We need to talk about who just tried to kill you,” Ilax said grimly,
clapping his husband and his stepson on the shoulders as he stood up.
**
“Birds just go nuts and run sometimes.
It wasn’t necessarily an attack.”
Ilax and Kyrus both stood like arms-crossed statues, staring at Ky. The other zon sat or stood around them, and
the Emir-al and the Amir stood next to them, shaking their heads in united
disagreement. Kyrus sat with his back against a pack, Hara had her arm around his back, warm and strong.

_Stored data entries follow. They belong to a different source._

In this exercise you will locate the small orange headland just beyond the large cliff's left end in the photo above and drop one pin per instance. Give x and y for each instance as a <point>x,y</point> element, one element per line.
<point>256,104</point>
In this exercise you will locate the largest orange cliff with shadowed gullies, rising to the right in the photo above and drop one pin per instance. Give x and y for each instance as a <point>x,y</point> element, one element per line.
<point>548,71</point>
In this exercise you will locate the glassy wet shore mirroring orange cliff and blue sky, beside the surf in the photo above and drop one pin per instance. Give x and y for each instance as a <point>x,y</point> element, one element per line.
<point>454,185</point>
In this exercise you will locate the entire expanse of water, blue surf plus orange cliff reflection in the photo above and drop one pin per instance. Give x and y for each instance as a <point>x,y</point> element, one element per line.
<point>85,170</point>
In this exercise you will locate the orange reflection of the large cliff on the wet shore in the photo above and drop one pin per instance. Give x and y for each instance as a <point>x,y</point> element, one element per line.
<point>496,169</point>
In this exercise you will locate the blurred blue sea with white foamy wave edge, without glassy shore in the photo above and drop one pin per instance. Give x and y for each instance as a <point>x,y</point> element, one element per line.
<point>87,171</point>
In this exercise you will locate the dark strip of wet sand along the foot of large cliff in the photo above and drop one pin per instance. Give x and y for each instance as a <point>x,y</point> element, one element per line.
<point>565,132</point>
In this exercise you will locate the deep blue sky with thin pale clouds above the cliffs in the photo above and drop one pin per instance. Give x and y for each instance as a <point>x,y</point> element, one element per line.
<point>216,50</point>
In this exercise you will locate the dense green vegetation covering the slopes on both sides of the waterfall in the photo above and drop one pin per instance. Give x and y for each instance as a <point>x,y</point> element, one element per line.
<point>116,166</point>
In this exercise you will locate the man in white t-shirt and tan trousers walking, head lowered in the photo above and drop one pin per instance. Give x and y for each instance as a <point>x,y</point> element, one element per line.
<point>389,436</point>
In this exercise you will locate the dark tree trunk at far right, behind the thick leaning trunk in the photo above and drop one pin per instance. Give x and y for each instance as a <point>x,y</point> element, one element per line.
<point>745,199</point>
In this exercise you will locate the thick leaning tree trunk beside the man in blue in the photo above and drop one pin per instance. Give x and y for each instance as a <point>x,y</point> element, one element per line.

They’d reached the cave camp that Ky remembered from his walk
north. It was cool and dim and green in
the setting sun’s light, the slanted sunlight coming through the side holes in
the rock, while the roof holes already showed dark blue and stars. The moon was not up yet, no glittering ice
ball to twinkle down at them. From this angle the falling stars weren’t visible
yet.
The Amir spoke up. “When your
bird went feather-fucked... beggin’ yer pardon fer th’ language, all,” he
nodded at the women who snorted at him. “An’
yer illustri’s selves went tear-assin’ after, I figured I’d do ma best in the
data, try ‘n stop it there.”
The Emir-al raised a sharp eyebrow, almost enough to disappear under the
roll of his sarband. “Rather audacious
of you, Amir, but well thought.”
While Werfas and Hara had held their riding birds steady and the zon all
went pelting after Ky and his mad bird, the Emir-al and zon Merzhad had
controlled the rest of the caravan so they hadn’t lost all their gear all over
the near desert.
Ky sat up, staring at the Amir. “You have
that kind of access, Naser? That’s odd.”
The Amir smiled blandly behind his veil.
“Special missions. Special
permissions.”
Ky settled back and everyone looked at the Amir.